3 Tips to Maintain a Work-Life Balance

While remote work has steadily been on the rise, the COVID-19 pandemic pushed it into overdrive. In fact, 58.6% of the American workforce is working remotely and a majority of that percentage is fully remote. Remote workers have had to adapt and experience the numerous challenges and benefits that accompany this style of work. While remote workers have been granted the freedom to schedule their workweek, the line between personal and professional life has been blurred.

Research conducted by the National Bureau of Economic Research shows that remote workers are attending more meetings (virtually), receiving more emails, and working longer hours. These factors contribute to a poor work-life balance for employees, but it is not limited to remote workers. Anyone can find it challenging to maintain a balance, even if they have a job they love. A few signs that you may have a poor work-life balance include:
Lack of time for loved ones and activity outside of work.
Excessive stress and the inability to focus on anything other than work.
Stress induced health issues that affect your mental and physical wellbeing.

If you struggle to maintain boundaries between work and personal time, you are not alone. 66% of employees in the United States report that they lack a work-life balance. To avoid burnout, consider these 3 strategies you can adopt to make time for your personal life:

Unplug and Unwind
In 2022, our work is always at our fingertips. Mobile devices make us more accessible than ever and this can make it challenging to detach from work. It can be hard to dedicate time to yourself and your family when notifications keep pulling your attention back to your job. Consider discussing what expectations there are for your availability with your supervisor. This will help you create a schedule of when you should be available and when you can disconnect without any guilt. When you are done with work, consider shutting down your computer and silencing your phone/email notifications. Take time to enjoy activities that don’t require technology like reading a book, taking a walk, cooking a new meal or playing with your children.

Practice Saying “No”
Learn to say “no” to tasks or activities you would normally accept because of a false sense of obligation. This can be applied to work and personal tasks such as going out for dinner and drinks the night before an important workday. Of course, if you are going to decline work projects, you will need to have a reason, such as conflicting deadlines, an already full schedule or the task falls outside your job description. Taking time to focus on your priorities isn’t selfish, it shows you respect yourself. By focusing on the most important tasks, you’ll avoid overextending yourself.

Take Time to Nourish your Body
Your number one priority should be your wellbeing. Overworking yourself adds to your stress and reduces your happiness and productivity. Take sick days when you need them, focus on your mental health and listen to your body. Make sure you drink water, get enough sleep and eat good food. Taking care of yourself doesn’t have to be complicated, it could be setting aside time to go to the gym in the morning (or skipping when you need some extra sleep), meditating, or dedicating your morning commute to listening to a podcast to fuel your mind. No matter how important your work is, you must take time to put yourself first.

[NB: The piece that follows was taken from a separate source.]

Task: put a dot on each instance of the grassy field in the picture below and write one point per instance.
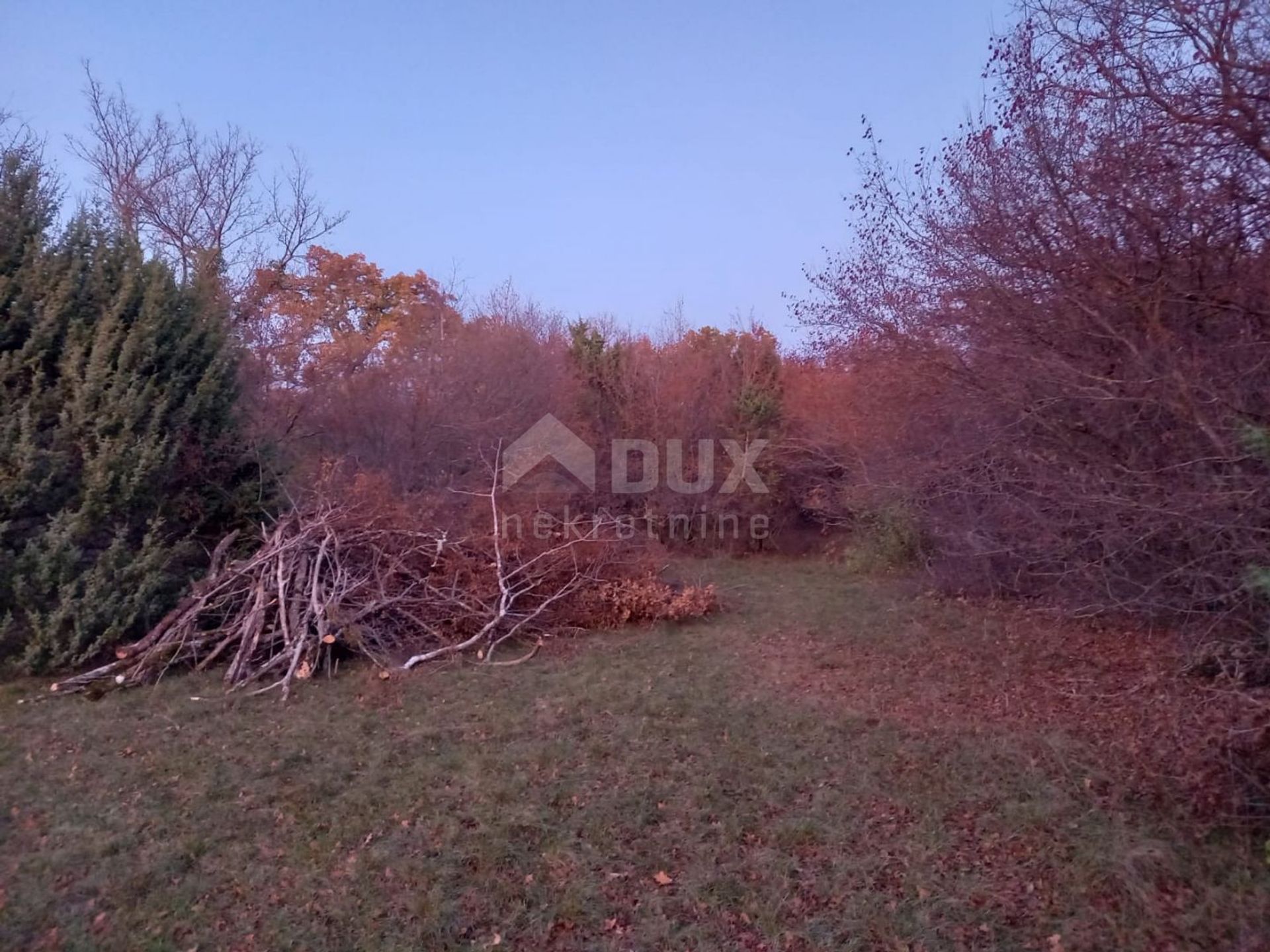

When making changes to find a better work-life balance, it is important to note that it takes time. Avoid making drastic changes, much like New Year’s resolutions they aren’t maintained and can be difficult to enforce. A “perfect” work-life balance doesn’t mean splitting your day 50/50 between work and personal activities. It means finding fulfillment and meeting your needs in each area of your life. Instead of perfection, aim for a realistic balance and work for it!